Preheat the oven to 425°F.
In a large pot, cook the pasta according to package instructions, then drain thoroughly.
Meanwhile, in a large skillet, brown the Italian sausage with onion and minced garlic over medium-high heat. Drain any excess fat.
Add your choice of pizza toppings (see notes) and cook for 3-4 minutes or until vegetables are tender.
Add drained tomatoes, oregano, Italian seasoning, pizza sauce, and marinara sauce. Simmer for 5 minutes.
Toss the cooked pasta with the sauce and half of the pepperoni slices.
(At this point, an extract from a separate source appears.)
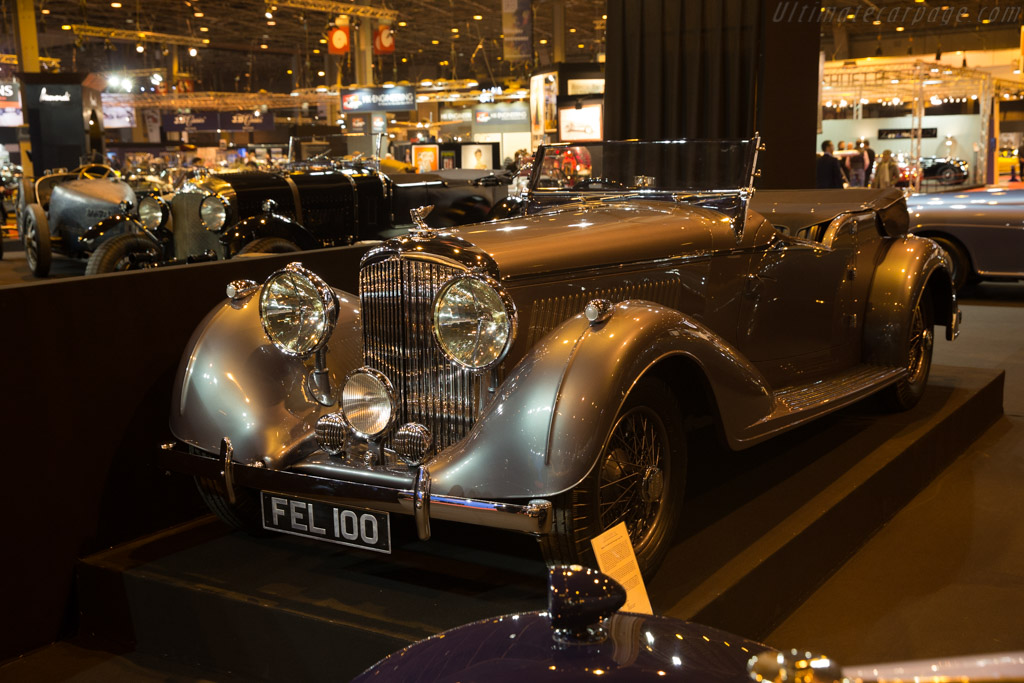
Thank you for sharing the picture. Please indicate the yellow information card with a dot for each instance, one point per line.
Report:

Pour the mixture into a greased 9×13 pan.
Top with the mozzarella cheddar blend, the remaining pepperoni and parmesan cheese.
Bake uncovered for 18 to 22 minutes or until the cheese is browned.
Toppings:
If adding vegetables that need to be cooked (such as mushrooms or green bell peppers) add them to the beef and cook a few minutes before adding sauce.
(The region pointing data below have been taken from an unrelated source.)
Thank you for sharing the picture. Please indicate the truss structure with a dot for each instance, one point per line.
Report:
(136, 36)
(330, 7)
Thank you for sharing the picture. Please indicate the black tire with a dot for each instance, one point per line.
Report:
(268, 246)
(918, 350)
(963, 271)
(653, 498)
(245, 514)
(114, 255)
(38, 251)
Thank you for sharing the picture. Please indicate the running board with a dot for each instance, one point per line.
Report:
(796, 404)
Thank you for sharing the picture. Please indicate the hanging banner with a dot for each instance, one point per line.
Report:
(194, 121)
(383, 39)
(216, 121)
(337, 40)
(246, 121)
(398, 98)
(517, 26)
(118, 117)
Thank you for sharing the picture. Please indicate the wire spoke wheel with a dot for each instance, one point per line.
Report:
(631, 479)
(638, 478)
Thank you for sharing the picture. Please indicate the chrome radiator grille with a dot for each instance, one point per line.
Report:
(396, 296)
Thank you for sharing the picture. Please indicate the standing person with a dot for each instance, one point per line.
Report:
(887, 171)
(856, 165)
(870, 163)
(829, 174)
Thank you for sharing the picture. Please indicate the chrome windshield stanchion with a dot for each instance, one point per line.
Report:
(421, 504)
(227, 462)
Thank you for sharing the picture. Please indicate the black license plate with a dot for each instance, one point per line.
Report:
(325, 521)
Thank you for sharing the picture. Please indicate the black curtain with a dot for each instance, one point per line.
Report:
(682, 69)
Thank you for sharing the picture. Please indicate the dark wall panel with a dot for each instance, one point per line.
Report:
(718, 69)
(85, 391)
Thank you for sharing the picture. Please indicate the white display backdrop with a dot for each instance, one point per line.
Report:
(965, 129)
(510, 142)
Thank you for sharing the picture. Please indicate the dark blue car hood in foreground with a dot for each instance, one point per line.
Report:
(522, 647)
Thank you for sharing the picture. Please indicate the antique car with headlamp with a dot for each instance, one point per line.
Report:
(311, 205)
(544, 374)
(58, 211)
Toppings that don’t need to be cooked (like ham, pepperoni, black olives, artichokes etc) can be added to the pasta sauce.
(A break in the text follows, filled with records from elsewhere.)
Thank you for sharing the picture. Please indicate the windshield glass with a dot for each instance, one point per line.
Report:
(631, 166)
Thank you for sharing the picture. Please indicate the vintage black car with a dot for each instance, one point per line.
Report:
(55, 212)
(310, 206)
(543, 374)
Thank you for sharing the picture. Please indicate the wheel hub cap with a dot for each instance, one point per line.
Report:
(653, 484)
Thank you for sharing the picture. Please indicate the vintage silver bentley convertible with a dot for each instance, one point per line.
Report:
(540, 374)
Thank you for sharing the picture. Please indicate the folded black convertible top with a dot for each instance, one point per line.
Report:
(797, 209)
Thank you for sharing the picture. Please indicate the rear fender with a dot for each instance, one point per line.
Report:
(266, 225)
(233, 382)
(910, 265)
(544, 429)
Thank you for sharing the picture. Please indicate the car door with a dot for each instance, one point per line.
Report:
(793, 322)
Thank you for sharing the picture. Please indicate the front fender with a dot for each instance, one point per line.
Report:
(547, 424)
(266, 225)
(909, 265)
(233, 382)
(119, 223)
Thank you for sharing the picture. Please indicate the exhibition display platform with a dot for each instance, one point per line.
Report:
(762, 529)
Additional pepperoni and toppings can be sprinkled on top with the cheese to make it crispy.
Calories: 441 | Carbohydrates: 43g | Protein: 28g | Fat: 18g | Saturated Fat: 8g | Polyunsaturated Fat: 1g | Monounsaturated Fat: 6g | Trans Fat: 1g | Cholesterol: 66mg | Sodium: 1232mg | Potassium: 744mg | Fiber: 4g | Sugar: 8g | Vitamin A: 862IU | Vitamin C: 14mg | Calcium: 305mg | Iron: 3mg
Nutrition information provided is an estimate and will vary based on cooking methods and brands of ingredients used.